Plastun

A plastun or plastoon (Ukrainian, Russian: пластун) was a Cossack foot scouting and sentry military unit. Originally, they were part of the Black Sea Cossack Host and then later in the 19th and 20th centuries Kuban Cossack Host.

Early history

The tradition of foot scouts, vanguard troops, and ambushes, together with the term plastuny, belong to the early Cossack history of the Zaporizhian Sich and mentioned, e.g., by Vladimir Dahl in his Explanatory Dictionary of the Live Great Russian language. Plastun foot units were introduced during the Russian-Circassian War to guard and scout beyond the "Kuban Line", a frontier in the Kuban plains, against sudden Circassian raids.

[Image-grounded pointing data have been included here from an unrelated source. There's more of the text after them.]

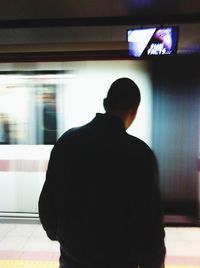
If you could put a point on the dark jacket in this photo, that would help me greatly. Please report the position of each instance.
(101, 197)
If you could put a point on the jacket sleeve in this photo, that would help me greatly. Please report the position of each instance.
(152, 248)
(47, 205)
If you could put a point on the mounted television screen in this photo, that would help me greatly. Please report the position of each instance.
(152, 41)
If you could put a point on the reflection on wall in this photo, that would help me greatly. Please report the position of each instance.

Later, the name "plastoon regiments" was applied to all Cossack infantry. In the Russian Imperial Army, whole plastun regiments were formed. Normally, Cossacks had to buy their horses and horse tack with their own money, and plastuns did not have these expenses. Despite this, regular plastun units were not popular, since they did not fit the traditional notion of Cossack pride. Therefore, plastun units tended to consist of poorer people.

Soviet period

The term was revived in the Soviet Army during the Great Patriotic War and used in the names of several Cossack battalions and regiments. The only plastun Cossack division of that time was the 9th Krasnodar Plastun Division, which fought in Northern Caucasus, Poland, and Czechoslovakia, and was one of the elite Soviet military units. Germans called them "Stalin's cutthroats". At the same time, "plastun" (i.e., infantry) regiments existed in the Cossack military that fought on the German side, in the 15th SS Cossack Cavalry Corps.

Name

The name derives from the word plast, "sheet" via an expression "to lay like a sheet", i.e., flat and low. The word "plastoon" also can refer to a member of a Ukrainian scouting organization Plast, named after the original plastoons.